A poor but welcome record shot of Dipper at Wenchford, Forest of Dean - by ME!
We abandoned a visit to Symonds Yat, pointless in the high winds and opted to move on through to Ashleworth Ham, but not before stopping off at Wenchford Picnic Site, where Dippers have been a feature. With spirits restored it wasn't long before a single bird was located and thankfully all the team managed excellent views, Fred's first this millennium! A gorgeous Grey Wagtail was also on view and photographed by John Osbourne, my official (unpaid) photographer during the visit!!

Ashleworth Ham, Gloucestershire Wildlife Trust for those who are unfamiliar lies west of the River Severn, on the Ham Road between the villages of Ashleworth and Tirley. This is part of the floodplain and attracts, as you would imagine, lots of wildfowl in the winter.

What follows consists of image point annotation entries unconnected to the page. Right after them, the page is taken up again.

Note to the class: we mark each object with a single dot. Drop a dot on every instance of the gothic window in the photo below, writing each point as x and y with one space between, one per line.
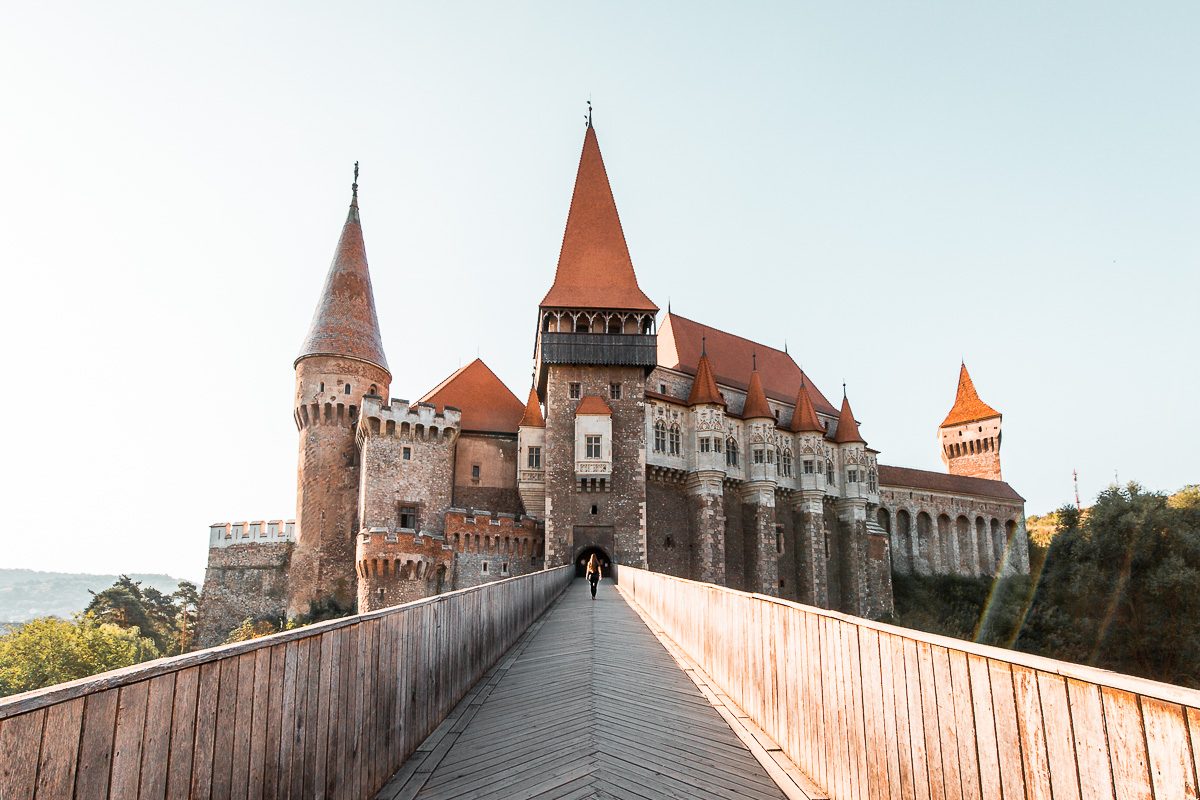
408 517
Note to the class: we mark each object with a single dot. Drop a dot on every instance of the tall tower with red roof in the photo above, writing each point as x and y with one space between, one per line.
340 361
969 437
595 346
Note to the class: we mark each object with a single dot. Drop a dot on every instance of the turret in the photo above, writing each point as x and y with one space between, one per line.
970 434
532 457
340 362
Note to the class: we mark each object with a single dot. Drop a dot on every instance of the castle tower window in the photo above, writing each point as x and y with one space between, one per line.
408 517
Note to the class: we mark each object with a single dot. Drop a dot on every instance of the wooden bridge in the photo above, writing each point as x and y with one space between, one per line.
659 689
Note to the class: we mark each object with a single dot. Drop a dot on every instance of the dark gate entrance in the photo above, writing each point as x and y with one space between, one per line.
581 561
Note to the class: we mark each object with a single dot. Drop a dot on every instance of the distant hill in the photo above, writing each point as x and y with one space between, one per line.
28 594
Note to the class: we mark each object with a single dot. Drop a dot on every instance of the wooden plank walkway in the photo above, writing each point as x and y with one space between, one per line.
587 704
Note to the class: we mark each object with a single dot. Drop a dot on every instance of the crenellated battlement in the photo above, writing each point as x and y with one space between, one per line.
405 420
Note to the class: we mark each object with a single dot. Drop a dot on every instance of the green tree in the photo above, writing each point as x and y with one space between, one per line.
49 650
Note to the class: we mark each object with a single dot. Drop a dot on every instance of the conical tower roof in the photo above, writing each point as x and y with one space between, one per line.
756 400
594 268
703 388
532 417
847 428
804 419
967 405
346 323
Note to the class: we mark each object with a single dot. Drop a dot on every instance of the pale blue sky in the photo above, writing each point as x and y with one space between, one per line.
887 186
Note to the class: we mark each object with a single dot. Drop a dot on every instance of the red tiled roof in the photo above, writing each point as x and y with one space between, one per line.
703 388
967 405
486 403
593 404
804 419
847 428
532 416
679 346
924 479
594 268
346 322
756 407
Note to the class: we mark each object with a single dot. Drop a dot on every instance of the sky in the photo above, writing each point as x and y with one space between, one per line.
887 187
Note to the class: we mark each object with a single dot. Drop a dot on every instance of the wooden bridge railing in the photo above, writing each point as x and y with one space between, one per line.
873 710
328 710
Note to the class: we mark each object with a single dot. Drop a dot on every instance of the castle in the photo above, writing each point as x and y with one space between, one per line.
653 441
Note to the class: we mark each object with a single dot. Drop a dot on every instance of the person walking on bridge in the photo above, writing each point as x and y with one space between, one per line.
593 573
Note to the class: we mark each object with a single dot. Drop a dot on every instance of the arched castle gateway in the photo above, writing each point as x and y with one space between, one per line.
657 440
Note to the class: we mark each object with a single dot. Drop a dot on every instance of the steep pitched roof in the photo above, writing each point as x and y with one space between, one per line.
847 428
804 419
593 404
924 479
532 416
681 344
967 405
486 403
345 322
756 405
594 268
703 388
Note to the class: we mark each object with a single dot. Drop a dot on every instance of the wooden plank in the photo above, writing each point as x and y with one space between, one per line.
1060 738
922 779
183 733
929 717
1008 731
1127 745
226 728
60 749
965 725
1169 749
96 745
258 723
1033 739
244 719
1090 741
156 738
947 722
21 738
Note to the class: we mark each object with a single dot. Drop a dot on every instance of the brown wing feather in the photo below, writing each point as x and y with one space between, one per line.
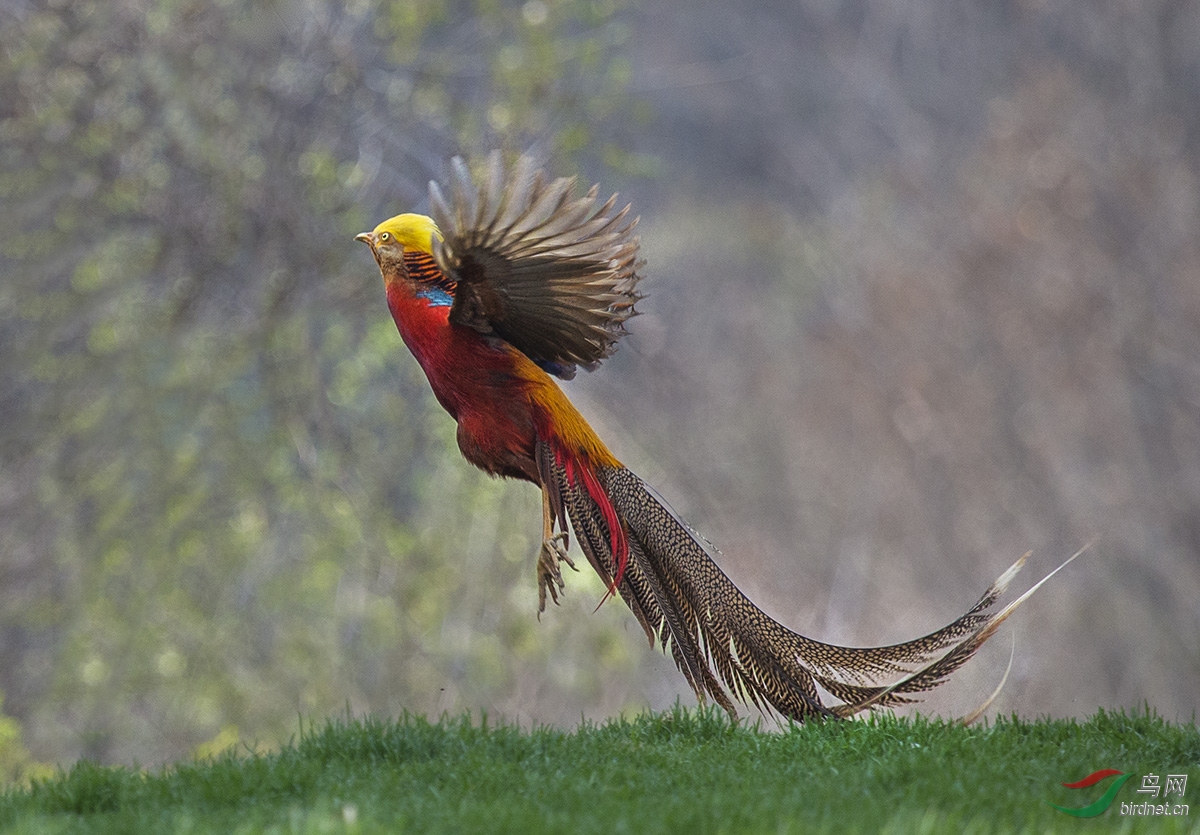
550 272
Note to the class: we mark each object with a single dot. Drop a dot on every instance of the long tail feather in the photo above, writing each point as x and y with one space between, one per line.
729 648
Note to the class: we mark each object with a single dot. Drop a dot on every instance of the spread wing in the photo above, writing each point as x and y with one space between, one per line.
550 272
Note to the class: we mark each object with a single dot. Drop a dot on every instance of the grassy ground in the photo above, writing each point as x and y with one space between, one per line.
678 772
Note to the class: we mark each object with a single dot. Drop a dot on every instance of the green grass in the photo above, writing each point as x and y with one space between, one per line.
678 772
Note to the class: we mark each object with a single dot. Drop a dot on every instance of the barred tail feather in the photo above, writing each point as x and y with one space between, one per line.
729 648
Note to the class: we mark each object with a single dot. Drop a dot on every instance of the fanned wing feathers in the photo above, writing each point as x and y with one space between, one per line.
551 274
725 644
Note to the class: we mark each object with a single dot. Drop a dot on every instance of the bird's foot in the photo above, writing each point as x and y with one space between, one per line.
550 576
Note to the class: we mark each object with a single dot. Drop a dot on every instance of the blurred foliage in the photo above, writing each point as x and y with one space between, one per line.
227 498
923 296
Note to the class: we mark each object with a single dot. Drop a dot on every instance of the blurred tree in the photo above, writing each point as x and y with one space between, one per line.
225 498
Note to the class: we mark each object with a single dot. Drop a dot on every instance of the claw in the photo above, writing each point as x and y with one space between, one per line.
550 576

We spent an hour or so here recording of note (3) Egyptian Geese, (5) Pintail, (5) Snipe and various numbers of Gadwall, Wigeon, Shoveler, Teal and Greylags.

A final stop at Kempsey on route home for Short-eared Owls was uninspiring thanks to #StormHenry and the fish and chips at Alcester were equally so. However, despite the challenging weather conditions a very enjoyable and entertaining day out!